Immediatamente terminata la riabilitazione Stevie si era già unito nuovamente ai Double Trouble, arricchendo la sua esperienza con la band con collaborazioni importanti, come quella con Albert King (in una straordinaria session del 1987), Jeff Beck (con il quale ha condiviso il tour che lo ha portato a conoscere la sua seconda moglie, o terza che dir si voglia) e tanti altri. Un altro punto importante della sua carriera è il ricongiungimento finale con il fratello Jimmie: i due avevano costantemente collaborato nell’arco dell’intera carriera di Stevie, ma mai concretizzato il loro lavoro in un vero e proprio album. È quello che accade quando esce “Family Style”, il disco inciso dai fratelli Vaughan che uscirà postumo rispetto alla morte di Stevie.

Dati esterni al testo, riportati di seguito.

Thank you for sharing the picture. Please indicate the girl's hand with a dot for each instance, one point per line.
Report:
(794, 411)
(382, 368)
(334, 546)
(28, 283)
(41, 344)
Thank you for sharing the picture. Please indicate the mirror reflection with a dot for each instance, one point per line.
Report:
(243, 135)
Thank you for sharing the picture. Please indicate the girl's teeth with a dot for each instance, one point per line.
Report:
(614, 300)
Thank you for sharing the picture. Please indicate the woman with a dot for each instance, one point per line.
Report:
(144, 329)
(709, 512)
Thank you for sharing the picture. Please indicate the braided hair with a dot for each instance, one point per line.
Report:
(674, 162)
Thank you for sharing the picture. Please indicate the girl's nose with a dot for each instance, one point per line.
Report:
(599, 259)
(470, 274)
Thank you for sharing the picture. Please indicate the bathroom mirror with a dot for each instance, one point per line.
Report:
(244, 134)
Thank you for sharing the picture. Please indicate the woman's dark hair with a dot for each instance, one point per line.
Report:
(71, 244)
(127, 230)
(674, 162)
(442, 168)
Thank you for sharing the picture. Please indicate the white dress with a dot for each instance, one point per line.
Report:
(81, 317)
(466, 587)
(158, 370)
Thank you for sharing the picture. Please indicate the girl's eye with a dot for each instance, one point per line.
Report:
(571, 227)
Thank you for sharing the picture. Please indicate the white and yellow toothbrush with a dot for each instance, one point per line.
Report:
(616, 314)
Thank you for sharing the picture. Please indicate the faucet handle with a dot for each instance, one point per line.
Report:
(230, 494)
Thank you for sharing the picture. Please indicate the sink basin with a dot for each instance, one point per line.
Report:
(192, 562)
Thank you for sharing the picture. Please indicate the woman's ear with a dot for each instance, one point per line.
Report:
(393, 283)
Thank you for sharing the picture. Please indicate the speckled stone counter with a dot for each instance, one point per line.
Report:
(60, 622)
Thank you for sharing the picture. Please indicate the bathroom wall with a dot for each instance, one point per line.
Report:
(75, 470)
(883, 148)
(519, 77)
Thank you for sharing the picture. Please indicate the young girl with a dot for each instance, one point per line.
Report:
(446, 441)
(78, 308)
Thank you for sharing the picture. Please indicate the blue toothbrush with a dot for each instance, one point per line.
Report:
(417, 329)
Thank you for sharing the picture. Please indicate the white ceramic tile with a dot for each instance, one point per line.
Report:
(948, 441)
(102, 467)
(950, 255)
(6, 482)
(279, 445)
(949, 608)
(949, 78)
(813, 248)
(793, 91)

La riconciliazione con la musica, con il pubblico e con sé stesso è solo il preludio dei tragici avvenimenti che seguono. Il 27 Agosto del 1990 Stevie si trova in tour con Eric Clapton, lo stesso fratello Jimmie e numerosi altri artisti di calibro internazionale. È la tappa dell’Alpine Valley Music Theater, in Wisconsin. Stevie in quella serata si sente decisamente affannato, e chiede di scambiare il suo turno con quello di Eric Clapton, che in cartellone si esibisce per primo, per poter tornare a casa prima della fine dello show. Clapton accetta senza alcun problema, inconsapevole che facendo quel favore a Stevie si sta salvando la vita. Appena si è esibito, infatti, Vaughan sale su un elicottero diretto al suo albergo di Chicago insieme a tutto l’entourage di Eric. L’elicottero, a causa del maltempo e dell’inesperienza del pilota, prende in pieno una piccola collina lungo il tragitto, e tutti i passeggeri muoiono sul colpo.

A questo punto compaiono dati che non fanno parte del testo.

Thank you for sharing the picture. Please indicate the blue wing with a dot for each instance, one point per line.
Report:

La morte di Stevie getta un profondo sconforto nel mondo della musica e in tutto i suoi fan, sancendo forse in maniera definita la fine dell’epoca d’oro del blues. Dopo il tragico incidente furono molteplici le opere ancora in costruzione che il fratello Jimmie decise di pubblicare lo stesso, in modo da non far perdere nell’oblio i segni della creatività di Stevie, che era ancora ben lontana dal conoscere il declino.